Subject Re[4]: [Firebird-Architect] FW: Deadlocks on FB1.5
Author Nickolay Samofatov
Hello, Jim,

> It is not easy to design and implement careful write systems. To my knowledge,
> Interbase and its predecessor Rdb/ELN are the only two such system. The
> key to careful write systems is that the on-disk structure is controlled by
> page
> locks and cross page pointers are traversed with a formal handoff where the
> target page is locked before releasing the lock on the pointer. To make things
> deadlock free, the on-disk structures must be traversed in a consistent order,
> say index top to leaf then only to the right. Another rule is that a lock
> cannot
> be upgraded; if a logical upgrade is required, the data structures must be
> re-traversed from the top.

Thanks.
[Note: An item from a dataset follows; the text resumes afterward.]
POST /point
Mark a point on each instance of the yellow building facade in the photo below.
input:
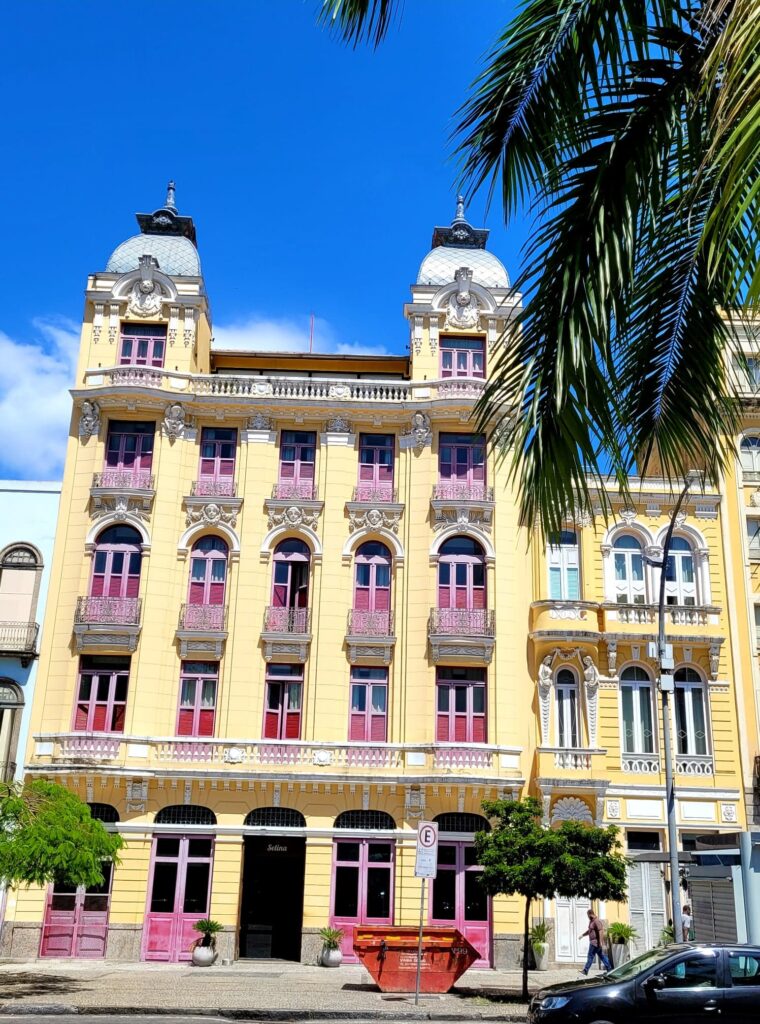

This explains a lot to me.

> Looking at the code, it is apparent that somebody (post Borland acquisition)
> decided that deadlock free was too hard and handling deadlocks was a better
> idea. That person was wrong, but the damage has been done. The problem
> with systems that internally deadlock is that it is difficult if not
> impossible to
> prove them as careful write, or even demonstrate with any certainly that they
> world under load. Depending on deadlock detection for physical access path
> is a performance disaster for reasons you discovered. Deadlock detection is
> extensive; too expensive to do on every lock wait, particularly with the
> knowledge
> that most apparent deadlocks are self-clearing with blocking ASTs. For
> efficiency, then, lock managers are generally designed so deadlock scans are
> only performed after a relatively long timeout. But waiting for a long timeout
> is a disaster when traversing the ODS.

I understood what to do to make Firebird 1.5 work (more-or-less, at
least not worse than 1.0) as immediate DPM/VIO review is an overkill for
Firebird 1.5 release:
1. revert to older behaviour regarding deadlock handling for pages in
classic builds and relations in all builds (as they use asynchronous processing
of AST's via blocking flag and LCK_re_post)
2. Stress-test engine on WinXP in this configuration. If hard lockup problems
appear tweak them via manual process scheduling

> I guess that bottom line is that the original design concept is now irrelevant.

No. Your explanation helped alot. I'll schedule DPM/VIO review in Firebird 2
TODO.

> Good luck.

Nickolay Samofatov